Drohend fügte der Eichenfürst seinen Worten hinzu: „Ich weiß von deiner Schwester. Geschichten verbreiten sich schnell, vor allem, wenn man ihnen so viel Zeit lässt, wie seit ihrem Tod zurückliegt. Es ist tragisch, ich weiß. Aber ebenso sehr weißt du, wer an all diesen sinnlosen Toten die Schuld trägt!“
Khomal war so nah an Aigonn herangetreten, dass Letzterer nach dem Fürsten hätte greifen können, wenn man ihm nicht die Hände gefesselt hätte. Deshalb flüsterte er nur, als er fragte: „Was wollt Ihr von mir?“
„Die Wahrheit!“
Plötzlich schoss der Fürst herum. Er hatte die Arme ausgebreitet, als wollte er den Zorn der Götter beschwören, und für einen Moment hätte Aigonn dem auch geglaubt. Voller Inbrunst schrie Khomal über den Platz: „DIE ZEIT IST VORBEI, IN DER IHR EUCH HINTER EUREN LÜGEN VERSTECKEN KONNTET! Euer Fürst behauptet noch immer so eisern, wie jeher, dass er nichts von all dem weiß, obwohl hinter euren Palisaden der letzte dieser sechs Toten selbst verbrannt wurde. Wer von euch nicht getötet wurde, befindet sich in und um diese Siedlung. Sie wird also hier sein, die Person, die ich will.“
Er war wieder an Aigonn herangetreten. Der Atem des Eichenfürsten streifte sein Gesicht wie ein Windhauch, als dieser ausstieß: „Und du bist der, der weiß, von wem ich spreche.“
„Ihr konntet Rowilan nicht gefangen nehmen.“
„Nein.“ Auf einmal begann Khomal zu lächeln. Dieses plötzliche Gefühl von Erfolg und Genugtuung wurde so eindringlich, dass Aigonn nicht anders konnte, als sich mitreißen zu lassen.

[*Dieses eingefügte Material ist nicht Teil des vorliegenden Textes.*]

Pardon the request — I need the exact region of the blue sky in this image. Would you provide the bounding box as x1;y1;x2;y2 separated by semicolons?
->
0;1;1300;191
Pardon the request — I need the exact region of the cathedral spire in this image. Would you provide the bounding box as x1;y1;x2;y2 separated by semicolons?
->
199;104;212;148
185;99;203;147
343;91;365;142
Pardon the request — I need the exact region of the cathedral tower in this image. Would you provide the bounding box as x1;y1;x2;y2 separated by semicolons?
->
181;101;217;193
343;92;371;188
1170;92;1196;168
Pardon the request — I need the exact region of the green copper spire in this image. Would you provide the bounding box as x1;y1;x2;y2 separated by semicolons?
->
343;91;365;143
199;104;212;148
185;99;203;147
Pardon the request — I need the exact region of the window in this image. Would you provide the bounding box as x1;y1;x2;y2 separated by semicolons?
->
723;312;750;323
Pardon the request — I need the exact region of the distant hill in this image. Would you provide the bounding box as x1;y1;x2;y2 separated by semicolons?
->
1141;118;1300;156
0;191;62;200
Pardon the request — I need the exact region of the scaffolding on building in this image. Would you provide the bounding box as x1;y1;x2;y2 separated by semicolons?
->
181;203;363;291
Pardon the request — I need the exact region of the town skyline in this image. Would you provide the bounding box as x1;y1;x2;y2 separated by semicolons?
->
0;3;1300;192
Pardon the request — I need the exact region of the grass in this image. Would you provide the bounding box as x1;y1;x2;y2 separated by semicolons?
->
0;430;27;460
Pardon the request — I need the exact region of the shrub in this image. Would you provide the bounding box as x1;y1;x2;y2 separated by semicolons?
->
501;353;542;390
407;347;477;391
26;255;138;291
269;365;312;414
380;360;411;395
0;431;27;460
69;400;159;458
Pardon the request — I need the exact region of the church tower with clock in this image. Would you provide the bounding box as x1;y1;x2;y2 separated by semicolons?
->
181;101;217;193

„Wir jagen denselben Feind, Aigonn. Du scheinst ein Mann zu sein, der viel mehr sein könnte, wenn man ihn lassen würde. Ich glaube, wir würden uns besser verstehen, als du jetzt noch denkst.“
Aigonn lachte trocken. Er wusste nicht warum, doch Khomal ließ sich davon nicht beeindrucken. „Wenn es dir gelingt, ihn hierher zu schaffen, schenke ich dir das Leben deiner Leute. Aller. Nur Behlenos vielleicht nicht; um ihn gedenke ich mich zu kümmern. Aber ich glaube, das Angebot ist auch ohne ihn ansprechend genug?“
Aigonn konnte die Gefühle nicht beschreiben, die in ihm zusammenprallten. Eine Stimme aus seinem Innersten schrie, schrie um seiner Ehre willen, der Sache, der er sich seit seiner Jugend immer hatte versprechen wollen, all der großen Ideale. Doch sie erstickte in einer schwarzen Euphorie, die keinen Namen hatte. Nie war es ihm leichter gemacht worden. Er würde die Gerechtigkeit bekommen, die Derona und seiner Familie schon so lange verwehrt worden war, die anderen retten können, sich endlich nicht mehr verstecken müssen.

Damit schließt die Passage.